Is another round of coordinator changes going to make any difference? If the Seahawks have to move on from Wagner, Adams and Diggs in the off-season, while potentially losing free agents Leonard Williams and Jordyn Brooks, is another reset of sorts on the cards? How many of these does Carroll get?
And if, as former NFL GM Randy Mueller suggested this week, bigger changes are required and aren’t aligned to the timeframe of a 72-year-old coach who needs to win now, isn’t it time to consider what, to many, was once considered unthinkable?
The Seahawks are not close. They are not getting closer.
John Middlekauff noted in his reaction of today’s game:
“Don’t things run their course? Andy Reid once got fired in Philadelphia. Things just end. I watched Pete Carroll today and he has no answers, he’s had an incredible run, he resurrected the franchise, he gave them a competitiveness that they’ve not had. But it’s over.”
My fear is that what will actually happen is even more aggression in the off-season, with long-term planning thrown to the wolves in the desperation to rapidly improve with Carroll’s contract running out in 2025. The chances of such a situation working out are remote, unless you’re bringing in Tom Brady and his entourage as Tampa Bay did a few years ago.
I think Carroll, when he watches back the TV copy of the Niners game, will see that graphic Fox showed with Seattle’s record against the 49ers with Wilson and how they’re winless without him. I imagine him thinking about Jayden Daniels (for example) making the miraculous happen just as Wilson did and they’ll trade the farm to get him. Who knows how that works out but at least everyone will be excited, right up until the point the same issues keep emerging because the Seahawks are so schematically uncultured compared to their main NFC West foes.

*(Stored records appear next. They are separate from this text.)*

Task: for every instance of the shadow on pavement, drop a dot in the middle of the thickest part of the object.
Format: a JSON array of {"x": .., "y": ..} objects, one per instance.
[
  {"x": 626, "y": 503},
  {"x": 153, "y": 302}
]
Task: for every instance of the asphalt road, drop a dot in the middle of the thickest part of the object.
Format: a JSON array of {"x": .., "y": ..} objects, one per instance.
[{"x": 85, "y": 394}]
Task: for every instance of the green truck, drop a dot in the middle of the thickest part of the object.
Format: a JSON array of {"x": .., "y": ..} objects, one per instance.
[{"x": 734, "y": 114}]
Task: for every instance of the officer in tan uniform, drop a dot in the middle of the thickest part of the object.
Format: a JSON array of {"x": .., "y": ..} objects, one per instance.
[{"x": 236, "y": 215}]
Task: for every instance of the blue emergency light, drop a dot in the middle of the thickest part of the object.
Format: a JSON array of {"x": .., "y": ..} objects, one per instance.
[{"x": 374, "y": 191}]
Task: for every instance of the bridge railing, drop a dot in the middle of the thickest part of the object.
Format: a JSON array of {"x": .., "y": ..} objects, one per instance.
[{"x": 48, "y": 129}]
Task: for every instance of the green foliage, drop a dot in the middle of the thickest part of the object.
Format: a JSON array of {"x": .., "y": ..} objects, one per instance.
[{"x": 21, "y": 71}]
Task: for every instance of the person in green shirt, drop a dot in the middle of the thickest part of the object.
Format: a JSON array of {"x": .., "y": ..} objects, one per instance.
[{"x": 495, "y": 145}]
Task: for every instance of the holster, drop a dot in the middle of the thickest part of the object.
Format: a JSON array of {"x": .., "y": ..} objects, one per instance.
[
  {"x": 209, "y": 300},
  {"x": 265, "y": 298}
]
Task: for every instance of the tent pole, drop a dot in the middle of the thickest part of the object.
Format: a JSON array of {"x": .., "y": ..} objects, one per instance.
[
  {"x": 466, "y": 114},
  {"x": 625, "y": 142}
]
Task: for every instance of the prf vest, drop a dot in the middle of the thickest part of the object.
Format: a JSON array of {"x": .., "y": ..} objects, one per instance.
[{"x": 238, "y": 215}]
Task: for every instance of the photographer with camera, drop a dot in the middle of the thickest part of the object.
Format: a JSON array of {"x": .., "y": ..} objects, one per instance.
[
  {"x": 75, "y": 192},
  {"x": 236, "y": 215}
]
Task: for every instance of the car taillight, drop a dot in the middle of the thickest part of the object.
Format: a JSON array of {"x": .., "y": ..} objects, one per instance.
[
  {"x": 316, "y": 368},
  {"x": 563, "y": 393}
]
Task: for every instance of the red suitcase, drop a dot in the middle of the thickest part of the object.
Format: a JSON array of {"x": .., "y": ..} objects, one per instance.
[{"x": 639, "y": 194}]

Broader thinking is required. How do you top the 49ers and Rams? Probably by attacking them offensively in the way they so readily attack you and making the most of your weapons instead of struggling to maximise their talent. Probably by giving them something new to think about defensively, with younger and faster personnel working within the system. Probably by getting the future at quarterback in place and pairing him with your own version of Shanahan and McVay, whoever that may be, rather than relying on the man Carroll decides will be offensive coordinator next year.
In trying to achieve all of this, you might fail. But failure feels inevitable if we don’t change.
It’s time for a broader discussion to occur online and on-air about what’s best for the Seahawks.
Oh, by the way, the Seahawks currently have the #13 overall pick (the pick they’re sending to the Giants, at the moment, is #44).